Having pledged to break with old-style cronyism, New Prime Minister Matteo Renzi has put forward a mixture of maverick insiders and successful private businesswomen to head firms in which the Italian government holds core stakes.
To chair major oil company Eni he has chosen Emma Marcegaglia, former head of a steel multinational and of Italy’s employers lobbying group Confindustria.
Patrizia Grieco, current chair of computer maker Olivetti, is nominated for that job at Enel, Italy’s largest utility; while Luisa Todini, moves from state broadcaster RAI to chair Poste Italiane, the national postal group.
Half of Renzi’s cabinet ministers are women and the prime minister has said he wanted to boost the participation of women in the boardroom.
At Eni, the new chief executive is to be Claudio Descalzi, long-time head of its exploration and production unit. He has helped focus Eni on lucrative resource discoveries, and having been at the company since 1981 is one of the most respected executives in the oil and gas business.

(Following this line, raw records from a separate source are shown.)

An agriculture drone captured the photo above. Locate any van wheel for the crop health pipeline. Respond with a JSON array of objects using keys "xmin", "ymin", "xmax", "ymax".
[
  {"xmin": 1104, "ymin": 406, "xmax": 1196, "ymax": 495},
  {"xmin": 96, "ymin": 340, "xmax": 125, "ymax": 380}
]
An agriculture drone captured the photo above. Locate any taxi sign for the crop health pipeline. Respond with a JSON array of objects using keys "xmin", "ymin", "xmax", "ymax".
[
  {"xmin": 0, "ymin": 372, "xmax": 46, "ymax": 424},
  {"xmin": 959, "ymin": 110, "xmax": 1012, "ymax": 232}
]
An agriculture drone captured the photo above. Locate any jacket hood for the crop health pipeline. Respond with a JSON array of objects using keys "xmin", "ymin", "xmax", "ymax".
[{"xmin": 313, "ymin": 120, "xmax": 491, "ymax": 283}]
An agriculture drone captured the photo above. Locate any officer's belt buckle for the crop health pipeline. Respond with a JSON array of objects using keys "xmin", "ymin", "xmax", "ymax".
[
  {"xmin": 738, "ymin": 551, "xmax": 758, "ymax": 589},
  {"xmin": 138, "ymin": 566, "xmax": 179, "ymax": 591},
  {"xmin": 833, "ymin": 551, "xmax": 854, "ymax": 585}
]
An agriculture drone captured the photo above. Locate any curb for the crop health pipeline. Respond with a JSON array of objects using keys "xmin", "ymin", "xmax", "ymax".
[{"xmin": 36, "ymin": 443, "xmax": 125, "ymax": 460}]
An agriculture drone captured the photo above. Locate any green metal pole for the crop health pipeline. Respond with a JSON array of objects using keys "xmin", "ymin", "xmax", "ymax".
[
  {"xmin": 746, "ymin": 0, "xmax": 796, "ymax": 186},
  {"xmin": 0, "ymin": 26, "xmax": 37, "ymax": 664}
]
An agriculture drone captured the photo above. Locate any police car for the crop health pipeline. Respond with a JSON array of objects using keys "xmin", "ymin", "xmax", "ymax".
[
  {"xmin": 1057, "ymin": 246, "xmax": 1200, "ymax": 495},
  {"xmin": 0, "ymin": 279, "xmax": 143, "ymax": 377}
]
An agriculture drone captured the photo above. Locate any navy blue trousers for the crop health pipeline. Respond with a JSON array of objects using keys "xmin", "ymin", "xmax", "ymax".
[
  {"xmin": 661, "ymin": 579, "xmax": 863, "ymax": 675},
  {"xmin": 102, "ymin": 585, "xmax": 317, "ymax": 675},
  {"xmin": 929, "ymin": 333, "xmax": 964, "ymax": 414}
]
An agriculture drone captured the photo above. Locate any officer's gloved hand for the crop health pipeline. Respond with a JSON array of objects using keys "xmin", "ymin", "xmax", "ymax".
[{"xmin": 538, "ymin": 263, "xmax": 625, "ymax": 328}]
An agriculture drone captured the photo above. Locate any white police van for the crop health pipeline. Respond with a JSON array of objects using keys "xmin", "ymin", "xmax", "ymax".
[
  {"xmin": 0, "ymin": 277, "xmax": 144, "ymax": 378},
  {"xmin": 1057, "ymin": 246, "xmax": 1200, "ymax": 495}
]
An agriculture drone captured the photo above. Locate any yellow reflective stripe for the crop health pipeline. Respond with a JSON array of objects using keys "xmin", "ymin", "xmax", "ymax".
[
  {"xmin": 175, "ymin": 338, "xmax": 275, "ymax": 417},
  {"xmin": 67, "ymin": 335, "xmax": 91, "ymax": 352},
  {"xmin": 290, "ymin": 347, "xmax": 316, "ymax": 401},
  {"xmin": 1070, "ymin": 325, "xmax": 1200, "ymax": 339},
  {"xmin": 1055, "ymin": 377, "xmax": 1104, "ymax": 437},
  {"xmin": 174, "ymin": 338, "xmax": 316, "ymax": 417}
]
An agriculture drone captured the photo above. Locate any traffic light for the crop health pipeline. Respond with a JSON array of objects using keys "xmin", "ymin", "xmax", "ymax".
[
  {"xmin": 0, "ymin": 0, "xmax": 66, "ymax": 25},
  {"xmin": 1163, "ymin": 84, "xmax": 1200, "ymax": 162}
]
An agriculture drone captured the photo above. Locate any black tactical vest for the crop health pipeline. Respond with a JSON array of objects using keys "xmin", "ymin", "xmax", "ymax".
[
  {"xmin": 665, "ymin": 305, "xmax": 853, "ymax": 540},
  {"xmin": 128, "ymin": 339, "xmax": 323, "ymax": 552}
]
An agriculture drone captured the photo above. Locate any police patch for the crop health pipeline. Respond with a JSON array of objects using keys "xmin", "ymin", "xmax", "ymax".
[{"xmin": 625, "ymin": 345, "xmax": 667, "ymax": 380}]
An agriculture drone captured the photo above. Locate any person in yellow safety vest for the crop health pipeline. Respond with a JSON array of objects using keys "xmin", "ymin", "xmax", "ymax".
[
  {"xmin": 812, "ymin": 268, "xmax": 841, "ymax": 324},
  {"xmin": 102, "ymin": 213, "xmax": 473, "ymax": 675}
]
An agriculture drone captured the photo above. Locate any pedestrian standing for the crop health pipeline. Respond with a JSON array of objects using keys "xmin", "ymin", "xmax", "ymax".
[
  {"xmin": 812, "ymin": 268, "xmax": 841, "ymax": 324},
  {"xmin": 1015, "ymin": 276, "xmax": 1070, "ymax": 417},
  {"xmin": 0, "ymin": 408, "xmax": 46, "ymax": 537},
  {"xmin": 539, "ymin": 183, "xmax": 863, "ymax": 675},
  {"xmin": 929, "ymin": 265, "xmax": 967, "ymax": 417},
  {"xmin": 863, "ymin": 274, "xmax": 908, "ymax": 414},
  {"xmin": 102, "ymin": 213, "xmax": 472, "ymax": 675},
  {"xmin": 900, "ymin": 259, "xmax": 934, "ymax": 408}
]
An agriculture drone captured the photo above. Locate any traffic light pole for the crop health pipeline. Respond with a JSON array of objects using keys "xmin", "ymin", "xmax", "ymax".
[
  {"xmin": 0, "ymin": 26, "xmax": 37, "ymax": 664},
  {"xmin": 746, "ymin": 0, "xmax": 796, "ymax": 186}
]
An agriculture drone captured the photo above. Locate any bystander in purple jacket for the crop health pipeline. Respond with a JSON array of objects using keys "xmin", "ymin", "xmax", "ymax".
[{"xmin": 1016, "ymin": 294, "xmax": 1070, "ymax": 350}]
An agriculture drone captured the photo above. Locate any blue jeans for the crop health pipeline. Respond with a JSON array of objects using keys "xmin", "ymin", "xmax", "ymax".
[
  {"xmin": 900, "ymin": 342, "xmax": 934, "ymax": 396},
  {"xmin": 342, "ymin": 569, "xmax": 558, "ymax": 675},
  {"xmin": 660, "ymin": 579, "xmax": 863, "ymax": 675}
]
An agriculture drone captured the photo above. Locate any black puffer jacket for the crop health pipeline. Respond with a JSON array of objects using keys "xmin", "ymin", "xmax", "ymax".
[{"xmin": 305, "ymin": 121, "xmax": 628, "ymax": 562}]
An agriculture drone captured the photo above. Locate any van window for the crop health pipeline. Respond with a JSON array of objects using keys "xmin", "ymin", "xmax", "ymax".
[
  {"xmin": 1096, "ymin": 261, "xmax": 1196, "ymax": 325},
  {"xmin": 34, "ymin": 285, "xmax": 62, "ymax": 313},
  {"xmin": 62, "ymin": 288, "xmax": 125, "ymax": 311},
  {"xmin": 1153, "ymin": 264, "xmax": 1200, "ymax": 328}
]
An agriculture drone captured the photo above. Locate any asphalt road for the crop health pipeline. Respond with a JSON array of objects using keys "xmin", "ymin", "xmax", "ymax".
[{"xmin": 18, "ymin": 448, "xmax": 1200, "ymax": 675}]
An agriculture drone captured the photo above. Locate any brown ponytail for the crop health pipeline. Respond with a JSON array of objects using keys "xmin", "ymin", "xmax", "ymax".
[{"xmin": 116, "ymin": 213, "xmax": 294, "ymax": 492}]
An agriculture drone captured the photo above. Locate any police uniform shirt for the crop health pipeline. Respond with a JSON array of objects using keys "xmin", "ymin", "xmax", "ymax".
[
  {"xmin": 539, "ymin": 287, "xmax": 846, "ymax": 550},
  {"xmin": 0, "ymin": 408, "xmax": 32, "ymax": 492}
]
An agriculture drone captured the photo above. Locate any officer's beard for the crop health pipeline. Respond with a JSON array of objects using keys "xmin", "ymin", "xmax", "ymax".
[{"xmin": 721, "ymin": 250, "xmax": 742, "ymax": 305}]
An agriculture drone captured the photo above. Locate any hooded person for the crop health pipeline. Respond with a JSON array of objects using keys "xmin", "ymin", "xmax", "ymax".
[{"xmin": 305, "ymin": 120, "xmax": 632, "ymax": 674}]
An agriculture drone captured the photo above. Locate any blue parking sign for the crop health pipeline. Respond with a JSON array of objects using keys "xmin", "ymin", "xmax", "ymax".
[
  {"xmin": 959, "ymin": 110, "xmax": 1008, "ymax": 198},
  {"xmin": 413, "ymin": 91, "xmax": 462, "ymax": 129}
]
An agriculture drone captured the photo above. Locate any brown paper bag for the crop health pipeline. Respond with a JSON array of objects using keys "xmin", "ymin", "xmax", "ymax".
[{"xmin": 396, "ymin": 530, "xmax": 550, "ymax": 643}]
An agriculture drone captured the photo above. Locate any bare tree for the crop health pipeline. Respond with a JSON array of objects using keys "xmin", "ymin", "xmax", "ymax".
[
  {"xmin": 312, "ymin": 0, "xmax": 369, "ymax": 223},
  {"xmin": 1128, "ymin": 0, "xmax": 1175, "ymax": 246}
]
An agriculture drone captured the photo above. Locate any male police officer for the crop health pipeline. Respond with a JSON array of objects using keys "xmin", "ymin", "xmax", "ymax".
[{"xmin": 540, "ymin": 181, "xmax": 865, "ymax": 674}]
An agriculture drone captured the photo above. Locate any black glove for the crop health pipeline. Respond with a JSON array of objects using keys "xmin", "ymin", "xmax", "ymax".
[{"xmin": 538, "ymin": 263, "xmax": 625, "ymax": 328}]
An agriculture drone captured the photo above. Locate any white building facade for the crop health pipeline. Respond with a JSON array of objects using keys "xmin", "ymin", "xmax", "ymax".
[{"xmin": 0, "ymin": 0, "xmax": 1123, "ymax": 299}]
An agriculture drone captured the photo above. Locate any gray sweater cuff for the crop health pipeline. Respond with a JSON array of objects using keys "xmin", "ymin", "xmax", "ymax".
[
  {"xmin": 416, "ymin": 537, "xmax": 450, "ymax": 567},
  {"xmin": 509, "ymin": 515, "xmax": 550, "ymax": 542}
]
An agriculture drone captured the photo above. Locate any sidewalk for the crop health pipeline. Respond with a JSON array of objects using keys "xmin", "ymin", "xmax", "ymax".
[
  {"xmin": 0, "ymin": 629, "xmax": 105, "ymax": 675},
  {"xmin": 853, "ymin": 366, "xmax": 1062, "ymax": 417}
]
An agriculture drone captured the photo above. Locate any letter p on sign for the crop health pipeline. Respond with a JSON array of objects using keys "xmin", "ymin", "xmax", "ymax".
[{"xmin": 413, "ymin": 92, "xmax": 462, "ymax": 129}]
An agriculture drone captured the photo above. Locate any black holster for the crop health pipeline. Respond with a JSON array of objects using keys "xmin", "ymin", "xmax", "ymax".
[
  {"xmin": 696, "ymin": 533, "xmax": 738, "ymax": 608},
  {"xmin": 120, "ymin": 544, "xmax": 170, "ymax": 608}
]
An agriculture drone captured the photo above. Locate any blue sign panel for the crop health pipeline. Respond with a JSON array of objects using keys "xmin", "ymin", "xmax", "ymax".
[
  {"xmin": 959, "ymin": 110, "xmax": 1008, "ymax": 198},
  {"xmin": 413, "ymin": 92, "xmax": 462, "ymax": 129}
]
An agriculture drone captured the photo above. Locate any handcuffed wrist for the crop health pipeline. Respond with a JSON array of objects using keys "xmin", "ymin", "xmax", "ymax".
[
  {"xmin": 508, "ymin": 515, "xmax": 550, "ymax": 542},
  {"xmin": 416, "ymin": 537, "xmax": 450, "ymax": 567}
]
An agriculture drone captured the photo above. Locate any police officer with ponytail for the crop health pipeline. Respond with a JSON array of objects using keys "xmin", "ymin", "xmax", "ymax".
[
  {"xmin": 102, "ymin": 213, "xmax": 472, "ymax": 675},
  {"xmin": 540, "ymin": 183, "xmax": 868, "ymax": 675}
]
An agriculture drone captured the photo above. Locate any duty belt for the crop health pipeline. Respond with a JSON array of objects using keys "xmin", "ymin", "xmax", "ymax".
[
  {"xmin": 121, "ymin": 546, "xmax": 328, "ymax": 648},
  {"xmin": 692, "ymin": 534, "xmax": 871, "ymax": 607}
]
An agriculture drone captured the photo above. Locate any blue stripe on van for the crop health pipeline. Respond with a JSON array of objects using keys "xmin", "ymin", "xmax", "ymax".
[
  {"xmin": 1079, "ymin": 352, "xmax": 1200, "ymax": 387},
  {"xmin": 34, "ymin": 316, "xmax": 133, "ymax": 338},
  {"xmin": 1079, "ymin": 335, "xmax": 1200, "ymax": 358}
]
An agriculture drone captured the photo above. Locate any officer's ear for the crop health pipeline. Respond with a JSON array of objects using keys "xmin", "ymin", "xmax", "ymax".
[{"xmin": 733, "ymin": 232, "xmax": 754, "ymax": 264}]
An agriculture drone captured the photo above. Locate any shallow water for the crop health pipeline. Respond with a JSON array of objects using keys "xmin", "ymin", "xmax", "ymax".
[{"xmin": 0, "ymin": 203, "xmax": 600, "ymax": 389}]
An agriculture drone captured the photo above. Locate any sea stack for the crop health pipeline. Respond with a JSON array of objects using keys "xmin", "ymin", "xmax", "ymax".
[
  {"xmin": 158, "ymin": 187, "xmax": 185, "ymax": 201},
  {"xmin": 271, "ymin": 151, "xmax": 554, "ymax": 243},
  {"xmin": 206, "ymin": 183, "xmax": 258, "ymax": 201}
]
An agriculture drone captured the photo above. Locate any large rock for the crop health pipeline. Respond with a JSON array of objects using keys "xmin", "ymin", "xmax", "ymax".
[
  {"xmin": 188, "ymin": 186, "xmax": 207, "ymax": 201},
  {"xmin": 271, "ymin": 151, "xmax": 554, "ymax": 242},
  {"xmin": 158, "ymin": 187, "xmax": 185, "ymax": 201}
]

Francesco Starace, currently at the helm of renewable energy group Enel Green Power, is the government’s choice as the new CEO of the whole group. He will take over from long-standing CEO Fulvio Conti.
Starace is a nuclear engineer by training who is also a former head of the utility’s power generation business at the time Enel acquired Spanish utility Endesa.
Ahead of its crucial part privatisation, Italy’s postal service gets Francesco Caio, the current chief executive of aerospace group Avio, as chief executive.
For the top job at scandal-hit Finmeccanica, the government put forward Mauro Moretti, known for turning around previously loss-making state railways Ferrovie dello Stato.
Moretti, an outspoken executive who was seen as a possible candidate for Industry Minister in Renzi’s government, will have the delicate task of turning the page at Finmeccanica after judicial scandals that have hit the defence group while it seeks to join an expected consolidation of the defence industry.
In a nod to public opinion and outrage over fat cat salaries, the prime minister has capped pay for those chairing the companies at 238,000 euros a year.